Considering the retrospective design of the current study, we were unable to control for possible confounders such as concomitant drug use, steroid administration, fluid transfusions, American Society of Anesthesiologists physical status classification and a rise in leukocytes in response to surgery. Other reports investigating long-term exposure to metamizole reported incidences ranging from 0.08 to 0.56 per million daily dosages when used as an analgesic.4,5 Fieler et al. 1 found no agranulocytosis in a smaller cohort of children (n = 1177) aged up to 6 years when a single dose of intravenous metamizole was administered for postoperative pain. Nevertheless, in a recent editorial, Rollason and Desmeules6 claimed that there was insufficient evidence to promote metamizole as a well tolerated drug for use postoperatively, particularly given that agranulocytosis is a life-threatening adverse drug reaction. One may wish to put the rare incidence of agranulocytosis into perspective, alongside with the more common complications observed following the administration of nonsteroidal anti-inflammatory drugs, such as haemorrhages, gastrointestinal complications, allergic reactions and kidney failure.7 In our opinion, metamizole, as a nonopioid analgesic, deserves a place in postoperative acute pain treatment. Although our report does not provide strong evidence for the safety of metamizole, we also do not have strong evidence of a serious safety risk of giving a single bolus of 1 to 2 g postoperatively and not more than 4 g within the first 24 postoperative hours – as recommended in the Dutch postoperative pain protocol. Exceeding 4 g or administering metamizole for longer periods should be done while monitoring leukocyte and neutrophil counts. Future research should preferably be designed as a nested case–control study to investigate rare events such as agranulocytosis.

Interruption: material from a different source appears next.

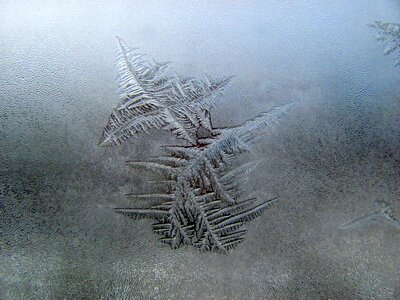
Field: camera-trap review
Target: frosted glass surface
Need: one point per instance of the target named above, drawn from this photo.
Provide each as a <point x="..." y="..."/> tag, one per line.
<point x="333" y="161"/>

Acknowledgements relating to this article
Assistance with the study: none.
Financial support and sponsorship: this study was funded by the Department of Anaesthesiology, Erasmus MC, Rotterdam, The Netherlands. There was no other financial support or sponsorship.
Conflicts of interest: M. Klimek has received a fee for one lecture on metamizole as part of the official Polish protocol for postoperative pain-therapy by Polpharma.